“Porque é que não denunciaram antes?”: a insuportável (im)perfeição das vítimas

A conclusão é inescapável: as mulheres têm tudo a perder em denunciar.

As notícias dos últimos dias sobre as denúncias de assédio no CES reacenderam o debate em torno do assédio sexual, os meios de denúncia e proteção das vítimas. Volvidos quase seis anos sobre o movimento #Metoo, e passados dois anos do seu momento mais expressivo em Portugal, é possível fazer uma radiografia das reações e resistências dominantes no debate público sobre violência sexual. A conclusão é inescapável: as mulheres têm tudo a perder em denunciar.

Todas/os somos contra a violência sexual como posição de princípio. Mas, sempre que surgem casos concretos com consequências reais, que desafiam as nossas redes de afeto, lógicas de identificação e cumplicidades institucionais, este princípio é abalado. As vítimas reais, e não abstratas, são insuportavelmente imperfeitas.

Uma cultura de dominação masculina, culpabilização das vítimas e crónico descrédito sobre a palavra das mulheres cria uma armadilha virtualmente impossível de superar. Vejamos: se falamos sobre as nossas experiências de assédio, exigem-nos provas irrefutáveis (como, se o assédio sexual ocorre tipicamente em privado, e se a nossa palavra nunca basta?). Se as mulheres não referem nomes concretos, acusam-nas de denúncias incompletas: lembremo-nos das reações ao testemunho de Sofia Arruda e das muitas cobranças para que revelasse o assediador. Se, pelo contrário, as mulheres denunciam perpetradores, são acusadas de arruinar reputações e comprometer o Estado de direito. Se as mulheres denunciam anonimamente, são acusadas de cobardia; se revelam nomes, querem vingança. O escrutínio sobre as vítimas é impiedoso e não há escapatória possível.

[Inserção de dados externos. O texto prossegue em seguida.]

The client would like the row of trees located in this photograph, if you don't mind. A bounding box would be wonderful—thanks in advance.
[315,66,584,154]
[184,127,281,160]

Acresce ainda que, quando mulheres pobres e desfavorecidas denunciam homens em posições de poder e privilégio, são acusadas de aproveitamento e oportunismo. Por outro lado, se as mulheres que denunciam são também detentoras de algum capital cultural, simbólico e financeiro, é-lhes dito que tinham mecanismos para se defenderem. (Soma-se, ainda, o típico escrutínio ao comportamento, impossível de satisfazer: se as mulheres reagem e testemunham de forma emocional, são consideradas teatrais ou histéricas, portanto pouco credíveis; se reportam com distância e frieza, são consideradas geladas, cerebrais e manipuladoras, logo pouco credíveis). Todo este xadrez de culpabilização e escrutínio empurra as mulheres para o silêncio – e a violência sexual vive do silêncio.

“Porque não denunciaram antes?”, pergunta-se (sendo que esta pronta inquirição sobre quem denuncia é, perversamente, a razão de manutenção do silêncio). Vejamos: a produção de prova é muitíssimo difícil. As vítimas arriscam-se, aliás, a todo o tipo de represálias, pessoais, profissionais e financeiras – entre as quais a ameaça real de processos por difamação. Numa cultura de impunidade, as vítimas de violência sexual têm o medo legítimo e fundado de serem culpabilizadas, desacreditadas e vilipendiadas quando denunciam.

Não podemos continuar a perguntar “porque não denunciou antes?”. Sabemos a resposta. A pergunta que temos de colocar-nos é: que condições existem para que as vítimas denunciem? Podem fazê-lo em segurança? Que mecanismos de denúncia e que tipos de apoio estão previstos?

Numa altura em que (mais uma vez) se revela como as vítimas perfeitas são as vítimas abstratas, e como as declarações de princípios contra a violência sexual cedem perante os casos concretos, é importante não cair num "são todos iguais". Seria uma forma de derrota coletiva e mais um sinal para a conspiração do silêncio (e, sobretudo, uma injustiça). Nos contextos onde há assédio, há também mulheres e homens que falam, apoiam, que compram guerras que não as suas (muitas vezes nos "bastidores"), que arriscam redes e reputações por casos que não foram os seus.

Porém, a resposta ao assédio não pode ficar refém de fatores arbitrários. Não podemos bastar-nos com boa vontade, coragem e solidariedade entre pares (tantas vezes também precários) e sorte casuística. O problema do assédio sexual é sistémico (tão sistémico quanto o sexismo, que percorre contextos, classes profissionais e clivagens ideológicas). Importa perceber – e combater – as condições estruturais para o silêncio em torno da violência sexual, e adotar medidas tão transversais quanto o problema.